By Terri Moon Cronk
American Forces Press Service
WASHINGTON, March 28, 2014 – The military has a moral
obligation to take care of veterans and the relatives of service members, Army
Gen. Martin E. Dempsey told attendees at the 2014 Tragedy Assistance Program
for Survivors Honor Guard Gala last night.
Dempsey, the chairman of the Joint Chiefs of Staff, was the
keynote speaker for the event. Cameron Santos-Silva, a surviving child,
presented Air Force Gen. Mark A. Welsh III, chief of staff of the Air Force,
with the TAPS Honor Guard Gala Military Award.
Recipients of TAPS awards, the chairman said, are “honored
for something that I consider to be absolutely extraordinary.”
“What holds us together as a force is that we trust each
other,” the chairman said. “You don’t walk out of a forward-operating base in
Iraq or Afghanistan or anyplace and put yourself in the cockpit of an aircraft
or deploy on a ship unless you trust that if something happens, the man or woman
to your right or left knows what they have to do.
And just as important,” he added, “is that your family
you’ve left behind will be cared for.”
TAPS’ mission, Dempsey said, is “absolutely essential to who
we are as a profession. Establishing, maintaining and living up to that bond of
trust absolutely has to exist among our ranks in peace and in war.”

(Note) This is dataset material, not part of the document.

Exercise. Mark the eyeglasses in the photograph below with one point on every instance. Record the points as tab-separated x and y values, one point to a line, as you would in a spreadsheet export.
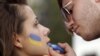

The chairman commended Bonnie Carroll, TAPS’ president, for
founding the organization.
“It’s the brilliance of Bonnie Carroll that brings us here
tonight,” Dempsey said.
“Can you imagine,” he added, “if, in 1994, she hadn’t begun
to put this organizations together, so that when we really needed it in 2002
and beyond, we [might not have had a] public-private partnership that we could
fall back on to take care of the survivors of those who served and gave their
lives in the protection of their country?”